LLM-as-a-qualitative-judge: automating error analysis in natural language generation

TL;DR

The paper introduces LLM-as-a-qualitative-judge, a method that automates qualitative error analysis for natural language generation by generating structured reports of common error types. It combines open-ended per-instance analysis with a cumulative clustering algorithm to produce interpretable, human-like error-type reports across diverse NLG tasks. Through real-world and synthetic meta-evaluation on 12 datasets (~300 instances), the approach shows that LLMs can produce per-instance explanations aligned with human judgments in a substantial fraction of cases and that the aggregated reports can guide meaningful system improvements, as demonstrated in a BigBenchHard case study.
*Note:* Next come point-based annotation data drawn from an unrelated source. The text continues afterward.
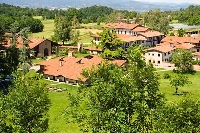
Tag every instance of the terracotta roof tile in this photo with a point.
(140, 29)
(121, 26)
(151, 34)
(181, 39)
(33, 42)
(72, 67)
(130, 38)
(163, 48)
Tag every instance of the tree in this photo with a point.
(62, 29)
(181, 32)
(24, 51)
(27, 104)
(157, 21)
(116, 100)
(180, 80)
(75, 34)
(183, 61)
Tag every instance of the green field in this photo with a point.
(59, 100)
(48, 30)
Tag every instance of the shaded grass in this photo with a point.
(38, 60)
(192, 89)
(48, 30)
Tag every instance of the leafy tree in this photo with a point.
(27, 104)
(181, 32)
(157, 21)
(116, 100)
(180, 80)
(75, 34)
(183, 61)
(24, 51)
(62, 29)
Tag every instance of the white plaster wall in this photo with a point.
(153, 56)
(43, 45)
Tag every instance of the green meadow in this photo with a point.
(85, 30)
(59, 100)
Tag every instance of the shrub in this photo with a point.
(166, 76)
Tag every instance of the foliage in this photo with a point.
(26, 104)
(181, 32)
(183, 61)
(166, 76)
(62, 29)
(179, 81)
(116, 100)
(75, 34)
(157, 21)
(25, 51)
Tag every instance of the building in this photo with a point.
(38, 45)
(69, 69)
(162, 52)
(186, 40)
(133, 33)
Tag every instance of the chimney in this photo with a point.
(70, 53)
(80, 47)
(61, 61)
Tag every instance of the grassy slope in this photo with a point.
(168, 91)
(59, 101)
(84, 32)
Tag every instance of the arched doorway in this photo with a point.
(46, 52)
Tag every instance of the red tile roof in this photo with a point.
(140, 29)
(33, 42)
(196, 54)
(163, 48)
(72, 67)
(181, 39)
(121, 26)
(151, 34)
(130, 38)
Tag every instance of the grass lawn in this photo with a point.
(38, 60)
(48, 30)
(59, 102)
(192, 89)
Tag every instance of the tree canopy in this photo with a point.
(183, 60)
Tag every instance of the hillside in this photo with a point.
(119, 4)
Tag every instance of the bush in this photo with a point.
(83, 51)
(166, 76)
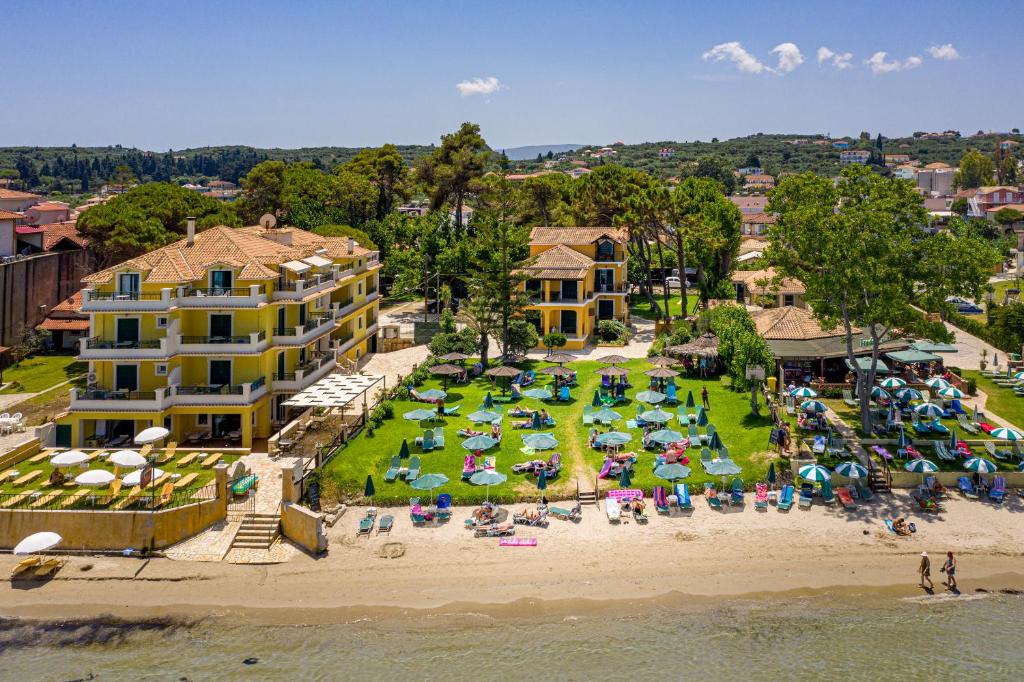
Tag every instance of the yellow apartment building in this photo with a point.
(209, 335)
(577, 276)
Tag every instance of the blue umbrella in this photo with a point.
(481, 441)
(613, 438)
(484, 416)
(433, 394)
(652, 397)
(540, 440)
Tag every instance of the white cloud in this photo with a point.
(734, 52)
(946, 51)
(878, 64)
(473, 86)
(840, 60)
(788, 57)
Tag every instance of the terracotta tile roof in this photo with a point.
(792, 324)
(253, 250)
(559, 262)
(576, 236)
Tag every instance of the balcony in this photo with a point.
(220, 345)
(116, 301)
(240, 297)
(302, 334)
(292, 290)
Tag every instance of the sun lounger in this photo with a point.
(611, 509)
(392, 472)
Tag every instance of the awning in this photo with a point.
(865, 365)
(297, 266)
(911, 356)
(318, 261)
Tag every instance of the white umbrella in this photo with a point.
(127, 458)
(152, 434)
(37, 542)
(135, 477)
(94, 477)
(69, 459)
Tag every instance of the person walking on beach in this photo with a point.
(926, 570)
(949, 568)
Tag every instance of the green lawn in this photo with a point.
(640, 306)
(41, 372)
(745, 437)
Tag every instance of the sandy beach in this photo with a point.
(705, 555)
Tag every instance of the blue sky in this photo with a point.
(160, 75)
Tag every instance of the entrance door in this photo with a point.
(220, 328)
(127, 331)
(126, 377)
(220, 373)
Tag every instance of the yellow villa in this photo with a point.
(577, 276)
(209, 335)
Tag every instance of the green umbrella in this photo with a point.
(672, 471)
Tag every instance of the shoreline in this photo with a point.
(592, 567)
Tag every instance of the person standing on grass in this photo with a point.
(949, 568)
(926, 570)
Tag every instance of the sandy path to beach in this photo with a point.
(709, 554)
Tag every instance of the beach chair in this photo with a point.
(784, 502)
(845, 497)
(683, 497)
(998, 491)
(611, 509)
(712, 496)
(806, 495)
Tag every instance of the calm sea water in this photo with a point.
(801, 639)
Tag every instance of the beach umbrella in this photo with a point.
(135, 477)
(1003, 433)
(921, 466)
(127, 458)
(613, 438)
(152, 434)
(814, 473)
(672, 471)
(70, 459)
(909, 394)
(852, 470)
(657, 416)
(611, 359)
(651, 397)
(94, 477)
(487, 416)
(36, 543)
(812, 406)
(665, 436)
(929, 410)
(540, 440)
(606, 415)
(481, 441)
(980, 465)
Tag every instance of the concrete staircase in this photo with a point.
(257, 531)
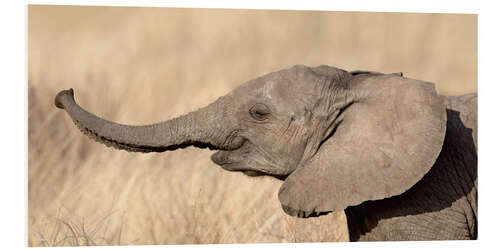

The work provides a practical, reproducible framework for diagnosing NLG errors and offers tools and data to support broader meta-evaluation of LLM-based evaluators.

Abstract

Prompting large language models (LLMs) to evaluate generated text, known as LLM-as-a-judge, has become a standard evaluation approach in natural language generation (NLG), but is primarily used as a quantitative tool, i.e. with numerical scores as main outputs. In this work, we propose LLM-as-a-qualitative-judge, an LLM-based evaluation approach with the main output being a structured report of common issue types in the NLG system outputs. Our approach is targeted at providing developers with meaningful insights on what improvements can be done to a given NLG system and consists of two main steps, namely open-ended per-instance issue analysis and clustering of the discovered issues using an intuitive cumulative algorithm. We also introduce a strategy for evaluating the proposed approach, coupled with ~300 annotations of issues in instances from 12 NLG datasets. Our results show that instance-specific issues output by LLM-as-a-qualitative-judge match those annotated by humans in 2/3 cases, and that LLM-as-a-qualitative-judge is capable of producing error type reports resembling the reports composed by human annotators. We also demonstrate in a case study how the use of LLM-as-a-qualitative-judge can substantially improve NLG systems performance. Our code and data are publicly available at https://github.com/tunde-ajayi/llm-as-a-qualitative-judge.

Figures (10)

• Figure 1: Issue types reports for two datasets composed by the proposed LLM-as-a-qualitative-judge (GPT-4o) and by a human annotator. All steps of analysis performed by GPT-4o, including error types formulation and error grouping. The full generated report also includes comprehensive error type descriptions, omitted here due to the space limit. Cnt represents issue type counts.
• Figure 2: Illustration of the proposed LLM-as-a-qualitative-judge approach.
• Figure 3: Case study on three BigBenchHard tasks: after building a simple pipeline for a task, we perform two rounds of generating issue reports with LLM-as-a-qualitative-judge (a table with issue types and their counts) and manually revising the pipeline based solely on the generated reports. Task performance is improved in all cases.
• Figure 4: Examples of per-instance analysis.
• Figure 5: Examples of confusion matrices visualizing clustering agreement between LLM-as-qualitative-judge-generated and the annotator's issue types reports. We find the optimal mapping between clusters found by a human annotator and by LLM-as-a-qualitative-judge, and then define a confusion matrix where each cell $(i, j)$ denotes a number of dataset instances allocated into $i$-th annotator's cluster and $j$-th LLM-as-a-qualitative-judge's cluster.